Soutien au transport routier

Le porte-parole du gouvernement a également confirmé la poursuite de l’octroi d’un soutien exceptionnel direct aux professionnels du transport routier. Il a précisé que le principal changement concerne le rythme de versement de cette aide, désormais effectué tous les 15 jours au lieu d’un versement mensuel. Cette adaptation est justifiée par les fluctuations des prix des carburants. Le renouvellement des inscriptions pour bénéficier de cette aide se fera via la plateforme électronique dédiée.

Crédits supplémentaires et soutien au pouvoir d’achat

Concernant le décret relatif à l’ouverture de crédits supplémentaires, adopté jeudi en Conseil de gouvernement dans le cadre de l’article 60 de la loi organique des finances, M. Baitas a indiqué que 90 % de ces crédits sont destinés à soutenir le pouvoir d’achat des citoyens, via l’injection de montants importants dans la Caisse de compensation.
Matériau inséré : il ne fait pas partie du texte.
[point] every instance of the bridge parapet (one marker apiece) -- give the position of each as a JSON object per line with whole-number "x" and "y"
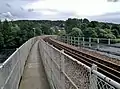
{"x": 12, "y": 69}
{"x": 65, "y": 72}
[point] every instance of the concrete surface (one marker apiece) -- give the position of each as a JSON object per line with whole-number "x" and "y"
{"x": 34, "y": 76}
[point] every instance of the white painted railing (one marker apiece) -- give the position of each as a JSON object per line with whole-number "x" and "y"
{"x": 65, "y": 72}
{"x": 12, "y": 69}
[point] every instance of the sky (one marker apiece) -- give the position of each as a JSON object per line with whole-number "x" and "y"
{"x": 100, "y": 10}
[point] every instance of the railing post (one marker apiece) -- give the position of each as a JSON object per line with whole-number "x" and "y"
{"x": 67, "y": 39}
{"x": 108, "y": 41}
{"x": 93, "y": 78}
{"x": 89, "y": 41}
{"x": 62, "y": 68}
{"x": 71, "y": 40}
{"x": 98, "y": 41}
{"x": 74, "y": 40}
{"x": 83, "y": 41}
{"x": 78, "y": 41}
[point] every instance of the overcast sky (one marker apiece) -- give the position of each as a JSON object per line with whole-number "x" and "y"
{"x": 100, "y": 10}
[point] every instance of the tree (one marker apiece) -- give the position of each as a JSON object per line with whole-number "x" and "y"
{"x": 90, "y": 32}
{"x": 76, "y": 32}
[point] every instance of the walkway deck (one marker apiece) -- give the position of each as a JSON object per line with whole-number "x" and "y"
{"x": 34, "y": 76}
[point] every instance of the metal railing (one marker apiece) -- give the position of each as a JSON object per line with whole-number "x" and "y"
{"x": 65, "y": 72}
{"x": 88, "y": 41}
{"x": 12, "y": 69}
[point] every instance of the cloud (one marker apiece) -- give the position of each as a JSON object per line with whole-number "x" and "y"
{"x": 100, "y": 10}
{"x": 108, "y": 17}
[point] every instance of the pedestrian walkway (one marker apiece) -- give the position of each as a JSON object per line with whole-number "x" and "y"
{"x": 34, "y": 76}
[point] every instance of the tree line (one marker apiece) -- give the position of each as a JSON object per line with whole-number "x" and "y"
{"x": 15, "y": 33}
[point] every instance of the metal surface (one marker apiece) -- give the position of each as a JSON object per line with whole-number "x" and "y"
{"x": 96, "y": 80}
{"x": 12, "y": 69}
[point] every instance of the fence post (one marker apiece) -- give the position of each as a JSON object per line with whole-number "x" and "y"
{"x": 62, "y": 68}
{"x": 67, "y": 39}
{"x": 89, "y": 41}
{"x": 78, "y": 41}
{"x": 83, "y": 41}
{"x": 98, "y": 41}
{"x": 74, "y": 40}
{"x": 93, "y": 78}
{"x": 108, "y": 41}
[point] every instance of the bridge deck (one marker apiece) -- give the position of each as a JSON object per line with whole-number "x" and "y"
{"x": 34, "y": 76}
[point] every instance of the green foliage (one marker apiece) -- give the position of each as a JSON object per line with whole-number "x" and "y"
{"x": 61, "y": 32}
{"x": 76, "y": 32}
{"x": 15, "y": 33}
{"x": 90, "y": 32}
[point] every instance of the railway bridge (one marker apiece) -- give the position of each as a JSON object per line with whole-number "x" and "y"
{"x": 46, "y": 63}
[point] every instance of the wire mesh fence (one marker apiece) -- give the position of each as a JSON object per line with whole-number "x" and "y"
{"x": 65, "y": 72}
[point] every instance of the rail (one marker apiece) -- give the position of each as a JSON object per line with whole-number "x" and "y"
{"x": 12, "y": 69}
{"x": 65, "y": 72}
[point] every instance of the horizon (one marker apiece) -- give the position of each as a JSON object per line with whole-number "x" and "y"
{"x": 94, "y": 10}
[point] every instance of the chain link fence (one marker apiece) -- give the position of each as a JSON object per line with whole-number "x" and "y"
{"x": 12, "y": 69}
{"x": 65, "y": 72}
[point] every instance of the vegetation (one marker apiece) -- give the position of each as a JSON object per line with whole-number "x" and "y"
{"x": 15, "y": 33}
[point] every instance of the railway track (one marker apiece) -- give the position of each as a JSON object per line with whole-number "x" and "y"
{"x": 105, "y": 67}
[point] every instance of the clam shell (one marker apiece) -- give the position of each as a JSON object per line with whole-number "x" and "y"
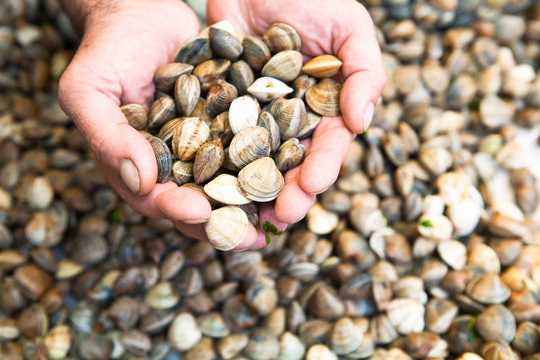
{"x": 224, "y": 44}
{"x": 194, "y": 51}
{"x": 161, "y": 111}
{"x": 241, "y": 76}
{"x": 163, "y": 157}
{"x": 166, "y": 75}
{"x": 210, "y": 71}
{"x": 188, "y": 137}
{"x": 290, "y": 154}
{"x": 323, "y": 98}
{"x": 227, "y": 227}
{"x": 208, "y": 160}
{"x": 256, "y": 52}
{"x": 260, "y": 180}
{"x": 224, "y": 188}
{"x": 243, "y": 113}
{"x": 187, "y": 92}
{"x": 220, "y": 129}
{"x": 282, "y": 37}
{"x": 285, "y": 65}
{"x": 182, "y": 172}
{"x": 290, "y": 115}
{"x": 266, "y": 120}
{"x": 220, "y": 96}
{"x": 267, "y": 88}
{"x": 323, "y": 66}
{"x": 249, "y": 145}
{"x": 135, "y": 115}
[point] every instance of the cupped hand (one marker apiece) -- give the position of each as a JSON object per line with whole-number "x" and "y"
{"x": 343, "y": 28}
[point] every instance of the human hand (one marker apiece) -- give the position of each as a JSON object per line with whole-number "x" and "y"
{"x": 343, "y": 28}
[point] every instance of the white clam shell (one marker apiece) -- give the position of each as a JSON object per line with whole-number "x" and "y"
{"x": 266, "y": 89}
{"x": 224, "y": 189}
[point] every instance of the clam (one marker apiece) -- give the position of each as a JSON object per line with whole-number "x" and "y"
{"x": 280, "y": 37}
{"x": 266, "y": 88}
{"x": 266, "y": 120}
{"x": 323, "y": 66}
{"x": 260, "y": 180}
{"x": 224, "y": 43}
{"x": 210, "y": 71}
{"x": 220, "y": 96}
{"x": 182, "y": 172}
{"x": 224, "y": 188}
{"x": 290, "y": 115}
{"x": 249, "y": 145}
{"x": 194, "y": 51}
{"x": 208, "y": 160}
{"x": 256, "y": 52}
{"x": 188, "y": 138}
{"x": 323, "y": 98}
{"x": 289, "y": 155}
{"x": 161, "y": 111}
{"x": 187, "y": 91}
{"x": 227, "y": 227}
{"x": 241, "y": 76}
{"x": 135, "y": 115}
{"x": 166, "y": 75}
{"x": 243, "y": 113}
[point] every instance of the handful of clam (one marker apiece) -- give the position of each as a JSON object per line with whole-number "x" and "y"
{"x": 228, "y": 118}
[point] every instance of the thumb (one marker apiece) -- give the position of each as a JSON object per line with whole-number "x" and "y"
{"x": 114, "y": 142}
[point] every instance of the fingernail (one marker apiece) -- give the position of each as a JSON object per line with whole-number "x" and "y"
{"x": 195, "y": 221}
{"x": 368, "y": 115}
{"x": 130, "y": 175}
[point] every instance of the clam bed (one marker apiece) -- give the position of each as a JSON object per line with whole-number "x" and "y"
{"x": 426, "y": 247}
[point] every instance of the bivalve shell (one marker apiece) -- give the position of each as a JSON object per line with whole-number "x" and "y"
{"x": 261, "y": 180}
{"x": 227, "y": 227}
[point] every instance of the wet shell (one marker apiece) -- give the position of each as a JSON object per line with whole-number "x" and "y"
{"x": 249, "y": 145}
{"x": 210, "y": 71}
{"x": 187, "y": 92}
{"x": 182, "y": 172}
{"x": 289, "y": 155}
{"x": 163, "y": 157}
{"x": 266, "y": 88}
{"x": 161, "y": 111}
{"x": 285, "y": 65}
{"x": 243, "y": 113}
{"x": 323, "y": 66}
{"x": 227, "y": 227}
{"x": 188, "y": 138}
{"x": 135, "y": 115}
{"x": 224, "y": 43}
{"x": 290, "y": 115}
{"x": 260, "y": 180}
{"x": 282, "y": 37}
{"x": 323, "y": 98}
{"x": 166, "y": 75}
{"x": 219, "y": 98}
{"x": 194, "y": 51}
{"x": 266, "y": 120}
{"x": 241, "y": 76}
{"x": 256, "y": 52}
{"x": 208, "y": 160}
{"x": 224, "y": 188}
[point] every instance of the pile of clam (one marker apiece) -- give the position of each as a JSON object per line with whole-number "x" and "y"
{"x": 209, "y": 132}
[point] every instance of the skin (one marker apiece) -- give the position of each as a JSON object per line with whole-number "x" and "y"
{"x": 122, "y": 47}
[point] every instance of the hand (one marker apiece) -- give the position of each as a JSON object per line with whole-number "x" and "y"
{"x": 343, "y": 28}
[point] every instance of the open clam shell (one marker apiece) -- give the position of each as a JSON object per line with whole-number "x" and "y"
{"x": 227, "y": 227}
{"x": 260, "y": 180}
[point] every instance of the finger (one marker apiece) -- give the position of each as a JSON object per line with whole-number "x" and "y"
{"x": 184, "y": 204}
{"x": 329, "y": 146}
{"x": 293, "y": 203}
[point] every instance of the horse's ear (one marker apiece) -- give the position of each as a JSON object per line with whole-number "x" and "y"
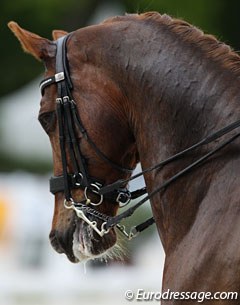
{"x": 58, "y": 34}
{"x": 39, "y": 47}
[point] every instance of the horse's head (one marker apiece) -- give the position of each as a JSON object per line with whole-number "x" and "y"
{"x": 103, "y": 110}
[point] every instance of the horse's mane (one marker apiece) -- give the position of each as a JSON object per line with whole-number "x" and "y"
{"x": 207, "y": 44}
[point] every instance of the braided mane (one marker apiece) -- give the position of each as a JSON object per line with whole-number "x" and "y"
{"x": 210, "y": 47}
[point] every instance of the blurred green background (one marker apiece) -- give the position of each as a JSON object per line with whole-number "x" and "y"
{"x": 218, "y": 17}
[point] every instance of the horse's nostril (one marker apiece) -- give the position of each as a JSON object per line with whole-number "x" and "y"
{"x": 55, "y": 242}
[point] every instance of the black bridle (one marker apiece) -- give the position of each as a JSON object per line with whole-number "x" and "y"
{"x": 69, "y": 123}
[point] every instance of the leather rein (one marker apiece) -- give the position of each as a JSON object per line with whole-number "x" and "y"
{"x": 68, "y": 122}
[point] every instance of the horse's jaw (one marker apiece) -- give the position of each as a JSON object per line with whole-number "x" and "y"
{"x": 88, "y": 245}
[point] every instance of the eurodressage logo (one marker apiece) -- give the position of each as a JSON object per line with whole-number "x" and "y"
{"x": 141, "y": 295}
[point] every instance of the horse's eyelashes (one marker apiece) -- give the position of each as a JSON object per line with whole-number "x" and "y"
{"x": 48, "y": 121}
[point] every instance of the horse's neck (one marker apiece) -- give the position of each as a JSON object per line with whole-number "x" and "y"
{"x": 176, "y": 103}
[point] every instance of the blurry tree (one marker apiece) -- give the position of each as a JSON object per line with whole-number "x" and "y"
{"x": 218, "y": 17}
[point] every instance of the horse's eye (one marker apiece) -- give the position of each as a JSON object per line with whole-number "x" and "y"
{"x": 48, "y": 121}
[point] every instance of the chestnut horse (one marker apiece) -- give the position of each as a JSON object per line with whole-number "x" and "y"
{"x": 147, "y": 86}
Une partie de ces crédits sera également consacrée à faire face aux conséquences des inondations ayant touché certaines provinces du nord, ainsi qu’au soutien du secteur du transport. Le ministre délégué chargé du Budget se rendra au Parlement pour présenter aux commissions des finances des deux Chambres les détails de ce décret.

Examen de centaines de propositions de loi

Sur la question des propositions de loi parlementaires, Mustapha Baitas a affirmé que le gouvernement valorise le travail parlementaire et considère le dépôt de propositions de loi comme un droit constitutionnel pour chaque député ou conseiller. L’approche gouvernementale repose sur leur conformité avec le programme gouvernemental, qui constitue un contrat entre les pouvoirs exécutif et législatif. Un décret a été adopté pour encadrer le traitement de ces propositions afin de garantir sérieux et rapidité, avec des délais précis d’examen et l’obligation de présence d’au moins un directeur central dans les commissions techniques.

Le responsable gouvernemental a révélé que plus de 400 propositions de loi ont été étudiées. Les propositions acceptées sont celles qui ne contredisent pas les grands chantiers gouvernementaux en cours et n’alourdissent pas les finances publiques par des dépenses supplémentaires non programmées. Cette coopération a abouti à l’adoption d’environ 18 à 20 propositions de loi, dont certaines ont déjà été publiées au Bulletin officiel tandis que d’autres sont encore à l’étude.

Création d’une fondation sociale pour les employés de l’Agence nationale de la conservation foncière

Enfin, concernant le projet de loi relatif à la Fondation des œuvres sociales des employés et fonctionnaires de l’Agence nationale de la conservation foncière, M. Baitas a précisé qu’il vise à créer une nouvelle institution renforçant l’aspect social pour cette catégorie de fonctionnaires. Cette structure permettra aux employés de bénéficier de divers services et conventions institutionnelles, tout en prévoyant des organes de gouvernance comprenant un conseil d’orientation et de suivi, un directeur, une commission administrative, ainsi qu’un contrôle financier de l’État.

Le gouvernement devrait poursuivre le déploiement de ces mesures dans les prochains mois, avec des échéances précises pour le versement des aides et la finalisation des textes législatifs en cours d’examen.